The neural probabilistic language model

Elo Hoss
7 min readOct 10, 2024

--

In our previous post, we discussed count-based and simple neural bigram models. The problem with both is that they only consider the immediate past character to predict the next. This small context window hinders the predictive and generative abilities of the models.

What if we expanded the frequency matrix we’ve been calculating to consider not only bigrams (pairs of characters) but also trigrams, quadrigrams, etc.? Wouldn’t that solve the problem?

Maybe. However, this approach makes another problem emerge: the size of the matrix grows exponentially with the length of the context, making its use unfeasible from a memory point of view.

Today, we will talk about a more complex model for predicting the next character based on a multi-layer perceptron architecture (aka MLP), specifically the one introduced by Bengio et al. (2003).

The notes here were derived from Andrej Karpathy’s 3rd lecture on neural networks.
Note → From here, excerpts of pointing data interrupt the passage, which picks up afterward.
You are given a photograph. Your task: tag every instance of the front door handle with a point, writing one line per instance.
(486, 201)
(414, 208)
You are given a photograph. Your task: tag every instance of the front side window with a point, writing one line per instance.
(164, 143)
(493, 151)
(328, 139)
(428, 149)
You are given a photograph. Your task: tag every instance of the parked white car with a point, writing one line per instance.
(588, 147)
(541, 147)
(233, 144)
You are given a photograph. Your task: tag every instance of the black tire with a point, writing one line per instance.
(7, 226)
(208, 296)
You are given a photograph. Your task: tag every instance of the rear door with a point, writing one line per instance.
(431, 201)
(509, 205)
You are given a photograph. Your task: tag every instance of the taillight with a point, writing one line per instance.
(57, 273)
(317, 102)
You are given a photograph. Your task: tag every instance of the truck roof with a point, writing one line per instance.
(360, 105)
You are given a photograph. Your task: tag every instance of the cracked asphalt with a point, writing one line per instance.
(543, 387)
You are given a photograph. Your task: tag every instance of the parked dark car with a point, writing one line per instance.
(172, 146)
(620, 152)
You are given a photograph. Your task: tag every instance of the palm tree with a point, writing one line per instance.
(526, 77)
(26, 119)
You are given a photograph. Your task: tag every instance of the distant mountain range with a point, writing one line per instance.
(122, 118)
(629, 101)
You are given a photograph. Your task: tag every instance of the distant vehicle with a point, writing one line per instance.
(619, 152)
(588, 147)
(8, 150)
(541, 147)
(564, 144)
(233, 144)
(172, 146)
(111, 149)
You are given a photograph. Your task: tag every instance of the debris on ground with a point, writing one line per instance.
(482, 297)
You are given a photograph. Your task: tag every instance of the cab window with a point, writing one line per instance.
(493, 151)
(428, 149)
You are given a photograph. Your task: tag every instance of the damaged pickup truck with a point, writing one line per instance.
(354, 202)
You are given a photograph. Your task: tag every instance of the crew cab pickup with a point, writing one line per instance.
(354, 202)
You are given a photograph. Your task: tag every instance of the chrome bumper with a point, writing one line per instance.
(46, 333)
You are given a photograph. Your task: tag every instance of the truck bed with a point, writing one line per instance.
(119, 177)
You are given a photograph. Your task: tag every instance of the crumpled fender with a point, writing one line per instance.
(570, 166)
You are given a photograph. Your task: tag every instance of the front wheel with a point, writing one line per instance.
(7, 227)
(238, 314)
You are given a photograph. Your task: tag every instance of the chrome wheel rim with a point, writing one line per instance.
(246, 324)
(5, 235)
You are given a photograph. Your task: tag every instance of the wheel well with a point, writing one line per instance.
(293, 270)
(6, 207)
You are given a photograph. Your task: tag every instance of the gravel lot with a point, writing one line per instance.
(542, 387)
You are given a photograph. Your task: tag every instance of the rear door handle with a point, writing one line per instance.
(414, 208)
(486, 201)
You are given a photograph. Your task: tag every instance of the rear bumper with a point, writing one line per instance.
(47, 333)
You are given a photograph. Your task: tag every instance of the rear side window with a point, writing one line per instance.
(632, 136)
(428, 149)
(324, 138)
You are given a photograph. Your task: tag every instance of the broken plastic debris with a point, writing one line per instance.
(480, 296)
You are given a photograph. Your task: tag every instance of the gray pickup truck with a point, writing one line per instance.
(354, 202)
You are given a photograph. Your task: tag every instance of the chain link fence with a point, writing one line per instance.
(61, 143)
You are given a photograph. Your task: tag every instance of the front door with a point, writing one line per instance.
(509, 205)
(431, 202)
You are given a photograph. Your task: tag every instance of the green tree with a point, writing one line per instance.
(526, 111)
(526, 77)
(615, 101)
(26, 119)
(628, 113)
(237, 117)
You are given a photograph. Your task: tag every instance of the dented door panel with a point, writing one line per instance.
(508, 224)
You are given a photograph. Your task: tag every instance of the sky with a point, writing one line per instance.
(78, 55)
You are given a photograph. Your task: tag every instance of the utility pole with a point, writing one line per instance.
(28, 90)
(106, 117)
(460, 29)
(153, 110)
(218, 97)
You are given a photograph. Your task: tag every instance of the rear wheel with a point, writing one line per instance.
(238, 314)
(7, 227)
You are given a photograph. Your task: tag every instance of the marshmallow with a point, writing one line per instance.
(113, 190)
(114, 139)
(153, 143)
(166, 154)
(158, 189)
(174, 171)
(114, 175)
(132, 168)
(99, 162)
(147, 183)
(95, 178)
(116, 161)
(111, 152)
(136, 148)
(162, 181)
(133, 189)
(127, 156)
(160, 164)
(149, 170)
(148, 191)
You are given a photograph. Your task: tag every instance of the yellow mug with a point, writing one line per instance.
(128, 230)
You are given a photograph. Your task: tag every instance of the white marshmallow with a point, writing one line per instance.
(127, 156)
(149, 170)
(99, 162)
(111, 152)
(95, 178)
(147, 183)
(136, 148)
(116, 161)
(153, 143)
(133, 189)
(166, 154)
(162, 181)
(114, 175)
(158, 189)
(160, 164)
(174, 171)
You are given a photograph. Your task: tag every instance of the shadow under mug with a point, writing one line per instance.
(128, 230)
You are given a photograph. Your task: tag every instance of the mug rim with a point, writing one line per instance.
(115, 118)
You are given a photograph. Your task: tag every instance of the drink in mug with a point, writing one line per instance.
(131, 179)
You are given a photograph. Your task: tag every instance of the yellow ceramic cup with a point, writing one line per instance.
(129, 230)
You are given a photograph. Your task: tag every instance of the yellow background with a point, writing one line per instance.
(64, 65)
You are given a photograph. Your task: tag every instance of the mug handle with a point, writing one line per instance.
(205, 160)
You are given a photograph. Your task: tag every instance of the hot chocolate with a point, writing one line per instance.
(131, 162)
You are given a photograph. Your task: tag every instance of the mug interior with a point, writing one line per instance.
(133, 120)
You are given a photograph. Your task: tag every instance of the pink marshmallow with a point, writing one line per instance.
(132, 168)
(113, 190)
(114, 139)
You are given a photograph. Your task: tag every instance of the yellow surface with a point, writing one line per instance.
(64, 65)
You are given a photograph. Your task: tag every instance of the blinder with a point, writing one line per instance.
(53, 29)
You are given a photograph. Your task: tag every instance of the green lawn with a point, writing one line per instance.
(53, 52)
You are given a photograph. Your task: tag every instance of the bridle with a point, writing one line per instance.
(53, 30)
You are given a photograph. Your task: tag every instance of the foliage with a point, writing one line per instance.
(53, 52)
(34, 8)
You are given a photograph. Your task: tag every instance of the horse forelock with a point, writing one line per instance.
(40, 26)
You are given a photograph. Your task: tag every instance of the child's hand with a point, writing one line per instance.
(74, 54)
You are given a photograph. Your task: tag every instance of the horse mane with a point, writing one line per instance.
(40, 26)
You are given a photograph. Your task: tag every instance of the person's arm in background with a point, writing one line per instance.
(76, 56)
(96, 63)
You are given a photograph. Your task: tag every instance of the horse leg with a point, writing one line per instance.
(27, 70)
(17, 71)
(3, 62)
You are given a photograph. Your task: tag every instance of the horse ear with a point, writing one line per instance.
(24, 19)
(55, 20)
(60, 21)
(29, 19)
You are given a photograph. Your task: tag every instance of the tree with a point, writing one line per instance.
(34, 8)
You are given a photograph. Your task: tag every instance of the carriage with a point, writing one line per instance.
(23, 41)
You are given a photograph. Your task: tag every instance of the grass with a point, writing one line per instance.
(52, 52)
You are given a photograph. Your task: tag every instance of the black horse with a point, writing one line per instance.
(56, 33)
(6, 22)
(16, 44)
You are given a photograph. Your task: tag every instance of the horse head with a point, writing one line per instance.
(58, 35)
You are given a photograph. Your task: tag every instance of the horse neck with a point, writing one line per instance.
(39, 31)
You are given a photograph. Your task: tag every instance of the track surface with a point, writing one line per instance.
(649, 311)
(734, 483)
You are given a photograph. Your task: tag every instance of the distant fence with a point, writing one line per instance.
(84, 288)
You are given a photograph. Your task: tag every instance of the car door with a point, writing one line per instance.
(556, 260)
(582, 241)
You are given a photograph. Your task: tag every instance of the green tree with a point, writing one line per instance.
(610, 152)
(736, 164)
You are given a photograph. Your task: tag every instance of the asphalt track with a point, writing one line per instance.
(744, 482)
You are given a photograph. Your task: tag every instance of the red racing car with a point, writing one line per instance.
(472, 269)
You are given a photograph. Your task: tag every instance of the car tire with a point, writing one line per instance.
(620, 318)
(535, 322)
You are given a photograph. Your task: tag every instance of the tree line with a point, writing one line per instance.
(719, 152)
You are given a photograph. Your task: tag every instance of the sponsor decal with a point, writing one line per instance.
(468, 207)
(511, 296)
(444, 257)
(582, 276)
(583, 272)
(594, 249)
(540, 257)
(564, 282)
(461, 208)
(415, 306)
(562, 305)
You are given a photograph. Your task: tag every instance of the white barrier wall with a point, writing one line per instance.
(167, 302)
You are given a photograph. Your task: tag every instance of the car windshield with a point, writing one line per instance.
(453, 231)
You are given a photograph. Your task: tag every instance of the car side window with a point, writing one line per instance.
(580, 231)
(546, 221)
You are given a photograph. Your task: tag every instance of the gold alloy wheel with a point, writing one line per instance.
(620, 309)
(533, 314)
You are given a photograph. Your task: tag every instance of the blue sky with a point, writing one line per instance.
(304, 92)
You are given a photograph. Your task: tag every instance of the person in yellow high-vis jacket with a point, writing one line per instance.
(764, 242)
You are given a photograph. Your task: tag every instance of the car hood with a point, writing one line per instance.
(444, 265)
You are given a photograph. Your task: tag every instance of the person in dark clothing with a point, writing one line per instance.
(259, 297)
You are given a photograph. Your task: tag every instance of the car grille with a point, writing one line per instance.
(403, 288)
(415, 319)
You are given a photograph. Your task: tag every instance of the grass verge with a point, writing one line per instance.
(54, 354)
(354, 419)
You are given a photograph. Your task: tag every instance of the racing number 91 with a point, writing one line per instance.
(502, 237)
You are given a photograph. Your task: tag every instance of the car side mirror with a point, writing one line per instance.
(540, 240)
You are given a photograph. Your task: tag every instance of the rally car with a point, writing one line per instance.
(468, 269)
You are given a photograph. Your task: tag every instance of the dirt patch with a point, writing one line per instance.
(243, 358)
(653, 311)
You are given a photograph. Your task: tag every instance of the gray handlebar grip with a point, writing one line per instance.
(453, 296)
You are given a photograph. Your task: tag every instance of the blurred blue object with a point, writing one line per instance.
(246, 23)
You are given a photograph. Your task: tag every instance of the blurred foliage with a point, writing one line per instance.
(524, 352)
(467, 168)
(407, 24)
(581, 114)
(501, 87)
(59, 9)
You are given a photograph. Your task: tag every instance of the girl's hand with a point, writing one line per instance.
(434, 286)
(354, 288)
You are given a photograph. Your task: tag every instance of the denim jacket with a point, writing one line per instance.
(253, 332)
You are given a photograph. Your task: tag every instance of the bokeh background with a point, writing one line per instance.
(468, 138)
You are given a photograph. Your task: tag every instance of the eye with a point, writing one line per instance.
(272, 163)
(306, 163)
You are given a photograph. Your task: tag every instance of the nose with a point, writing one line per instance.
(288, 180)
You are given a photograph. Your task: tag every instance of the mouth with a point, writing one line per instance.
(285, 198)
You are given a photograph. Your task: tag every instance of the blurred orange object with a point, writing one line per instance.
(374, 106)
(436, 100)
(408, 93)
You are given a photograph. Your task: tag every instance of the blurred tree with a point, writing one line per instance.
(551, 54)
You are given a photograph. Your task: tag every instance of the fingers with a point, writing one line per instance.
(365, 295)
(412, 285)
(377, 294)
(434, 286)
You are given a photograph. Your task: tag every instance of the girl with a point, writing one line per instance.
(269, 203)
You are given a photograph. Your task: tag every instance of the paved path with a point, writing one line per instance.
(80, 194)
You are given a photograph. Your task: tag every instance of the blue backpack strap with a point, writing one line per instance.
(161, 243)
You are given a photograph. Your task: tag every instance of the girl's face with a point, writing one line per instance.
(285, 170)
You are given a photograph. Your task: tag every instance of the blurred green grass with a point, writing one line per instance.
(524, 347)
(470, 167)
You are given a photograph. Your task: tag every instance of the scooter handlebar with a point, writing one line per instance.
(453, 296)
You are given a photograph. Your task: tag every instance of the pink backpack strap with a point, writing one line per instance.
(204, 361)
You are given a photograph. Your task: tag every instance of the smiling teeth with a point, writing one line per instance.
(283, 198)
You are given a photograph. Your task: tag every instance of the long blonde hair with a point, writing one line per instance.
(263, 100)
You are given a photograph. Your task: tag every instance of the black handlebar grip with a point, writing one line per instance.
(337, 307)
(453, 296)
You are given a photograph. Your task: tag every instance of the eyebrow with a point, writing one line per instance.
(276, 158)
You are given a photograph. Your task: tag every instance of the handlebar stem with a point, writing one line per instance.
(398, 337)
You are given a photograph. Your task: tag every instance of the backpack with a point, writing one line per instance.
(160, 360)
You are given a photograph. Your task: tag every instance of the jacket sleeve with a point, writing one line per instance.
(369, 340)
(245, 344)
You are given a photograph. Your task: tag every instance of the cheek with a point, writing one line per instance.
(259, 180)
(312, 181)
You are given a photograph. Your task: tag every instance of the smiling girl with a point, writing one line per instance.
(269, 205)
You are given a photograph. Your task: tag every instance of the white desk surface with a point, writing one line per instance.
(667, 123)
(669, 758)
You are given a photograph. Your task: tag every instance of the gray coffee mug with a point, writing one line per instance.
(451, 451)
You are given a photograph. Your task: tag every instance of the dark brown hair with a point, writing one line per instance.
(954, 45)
If you’re interested, you can watch it here and use this article as a reference for a better understanding of the concepts. Let’s start.

MLP model overview

As mentioned, MLP stands for multi-layer perceptron, meaning a network based on multiple artificial neurons organized across multiple layers.

An important detail is these neurons are fully connected (e.g. neuron 1 from layer 1 is connected to all 6 neurons from layer 2 etc.).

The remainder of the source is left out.